# Laptop für's Studium + Spielen gesucht



## Grevenrot (15. September 2013)

*Laptop für's Studium + Spielen gesucht*

Guten Tag.

Im Oktober beginnt mein Studium und ich suche einen Laptop hierfür, der auch eine zufriedenstellende Spielleistung für ein oder zwei Spiele bietet. Mein Budget wäre im Bereich bis 700 Euro anzusiedeln. Ich würde mich über Empfehlungen etc. von euch sehr freuen 

MfG Grevenrot


----------



## chbdiablo (15. September 2013)

Wäre gut zu wissen, welche Spiele du meinst. Solitär und Battlefield 4 haben ganz andere Ansprüche.


----------



## Grevenrot (15. September 2013)

Danke erstmal für die Antwort. League of Legends und Guild Wars 2 spiele ich gerne. Mehr werden es auch nicht werden bzw. das wären wohl die mit den höchsten Ansprüchen


----------



## chbdiablo (15. September 2013)

In dem Preisbereich is wohl die GT 740M die beste Grafikkarte, z.B. bei dem Laptop: MSI GP60-i740M245FD Gaming Notebook [39,6cm (15.6") / i7-4700MQ / 4GB / 500GB / 740M] bei notebooksbilliger.de

Da bei Notebooks die Sache oft etwas unübersichtlich ist, finde ich diese Seite ganz nützlich: Welche Spiele laufen auf Notebook Grafikkarten flüssig? - Notebookcheck.com Technik/FAQ
Dort kannst du Notebook-Grafikkarten eingeben und dann sehen, welche Spiele wie gut damit funktionieren.


----------



## Herbboy (15. September 2013)

Ne 740m ist schon ordentlich für ein solches Notebook - Alternativen sind für die genannten Games auch eine 640m, 630m, 635m... evlt wäre sogar ne 650m oder 750m drin, aber da wäre ich vorsichtig, da wird bei dem Preis dann sicher an anderer Stelle nen Tick zu viel gespart.
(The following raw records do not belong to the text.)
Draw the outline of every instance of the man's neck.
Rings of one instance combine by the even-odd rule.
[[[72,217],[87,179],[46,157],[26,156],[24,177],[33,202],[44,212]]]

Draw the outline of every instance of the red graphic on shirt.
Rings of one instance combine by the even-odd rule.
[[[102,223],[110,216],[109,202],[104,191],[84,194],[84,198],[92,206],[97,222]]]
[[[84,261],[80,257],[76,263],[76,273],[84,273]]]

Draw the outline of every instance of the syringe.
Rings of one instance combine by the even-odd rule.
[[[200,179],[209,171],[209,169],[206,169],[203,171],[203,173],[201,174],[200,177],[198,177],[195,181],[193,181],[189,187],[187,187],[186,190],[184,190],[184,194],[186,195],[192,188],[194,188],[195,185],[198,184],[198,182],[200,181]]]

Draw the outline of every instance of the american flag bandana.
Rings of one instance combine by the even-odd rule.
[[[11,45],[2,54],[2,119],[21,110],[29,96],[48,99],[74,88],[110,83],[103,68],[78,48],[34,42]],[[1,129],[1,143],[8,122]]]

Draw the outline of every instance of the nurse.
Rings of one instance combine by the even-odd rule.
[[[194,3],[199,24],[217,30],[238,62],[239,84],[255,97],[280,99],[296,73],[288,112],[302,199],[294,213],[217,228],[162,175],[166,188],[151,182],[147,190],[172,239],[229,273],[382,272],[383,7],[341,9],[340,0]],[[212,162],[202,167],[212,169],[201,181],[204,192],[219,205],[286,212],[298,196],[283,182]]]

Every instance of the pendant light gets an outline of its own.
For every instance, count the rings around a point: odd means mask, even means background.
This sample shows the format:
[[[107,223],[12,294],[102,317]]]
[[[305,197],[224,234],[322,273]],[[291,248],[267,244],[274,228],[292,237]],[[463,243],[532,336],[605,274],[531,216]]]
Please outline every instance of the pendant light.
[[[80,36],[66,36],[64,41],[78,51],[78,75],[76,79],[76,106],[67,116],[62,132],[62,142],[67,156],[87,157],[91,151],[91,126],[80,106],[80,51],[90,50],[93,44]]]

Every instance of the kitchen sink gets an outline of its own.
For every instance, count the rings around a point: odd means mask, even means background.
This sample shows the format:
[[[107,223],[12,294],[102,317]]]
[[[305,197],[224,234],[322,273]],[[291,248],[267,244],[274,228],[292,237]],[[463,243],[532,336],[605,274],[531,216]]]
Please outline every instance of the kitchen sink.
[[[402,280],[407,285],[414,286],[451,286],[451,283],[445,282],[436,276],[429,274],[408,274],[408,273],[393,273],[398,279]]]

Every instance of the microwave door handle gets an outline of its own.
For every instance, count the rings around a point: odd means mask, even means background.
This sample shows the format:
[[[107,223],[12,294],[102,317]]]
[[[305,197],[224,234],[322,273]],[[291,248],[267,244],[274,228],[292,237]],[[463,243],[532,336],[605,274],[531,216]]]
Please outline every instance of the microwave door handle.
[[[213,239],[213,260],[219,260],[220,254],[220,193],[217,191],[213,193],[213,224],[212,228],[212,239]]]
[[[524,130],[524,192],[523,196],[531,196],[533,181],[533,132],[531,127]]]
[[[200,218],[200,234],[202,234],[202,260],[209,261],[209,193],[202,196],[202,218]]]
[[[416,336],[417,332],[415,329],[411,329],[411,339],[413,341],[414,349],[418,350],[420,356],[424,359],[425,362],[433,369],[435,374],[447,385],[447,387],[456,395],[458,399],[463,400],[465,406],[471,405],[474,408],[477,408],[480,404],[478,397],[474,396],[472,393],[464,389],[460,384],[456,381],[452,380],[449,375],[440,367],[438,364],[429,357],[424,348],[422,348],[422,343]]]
Aber für so was wie LoL oder GW2 reichen solche Karten locker aus, auch wenn schon ein 500€-PC für Games klar besser wäre


----------



## Grevenrot (16. September 2013)

Danke für die Antworten. Ich habe ein bisschen auf der Seite gestöbert und der von chbdiablo Aufgezeigte liegt in dieser Preisklasse auf jeden Fall in den Vergleichen, die ich angestellt habe, vorne. Das Einzige, was mich noch zögerlich macht ist die, mir etwas gering erscheinende Akkulaufzeit von maximal 3 Stunden (bin aber auch kein Experte, was da noch machbar wäre mit ähnlichen Systemanforderungen und höherer Akkulaufzeit). Naja ich überlege mal weiter, eine Entscheidung wird bald fallen und vielleicht kommen ja auch noch ein paar Posts dazu. Danke soweit für eure Hilfe!


----------



## chbdiablo (16. September 2013)

Das MSI ist halt schon eher ein echtes Gaming Notebook mit i7 Prozessor - das verträgt sich nicht mit hoher Akkulaufzeit.
Eine Alternative wäre z.B. sowas hier: Acer Aspire Timeline Ultra M5-481TG-53314G52Mass Notebook Core i5, 4GB, 500GB, GT 640M, Win8 bei notebooksbilliger.de
Immer noch ordentliche Leistung für gelegentlich mal spielen und trotzdem guter Akku.


----------



## Herbboy (16. September 2013)

Brauchst Du denn echt ein Notebook, mit dem man auch spielen kann? Wenn Du schon nen PC hast, würd ich lieber den nehmen und vlt ein bisschen aufrüsten, und als Laptop einfach ein "Office"-Notebook nehmen.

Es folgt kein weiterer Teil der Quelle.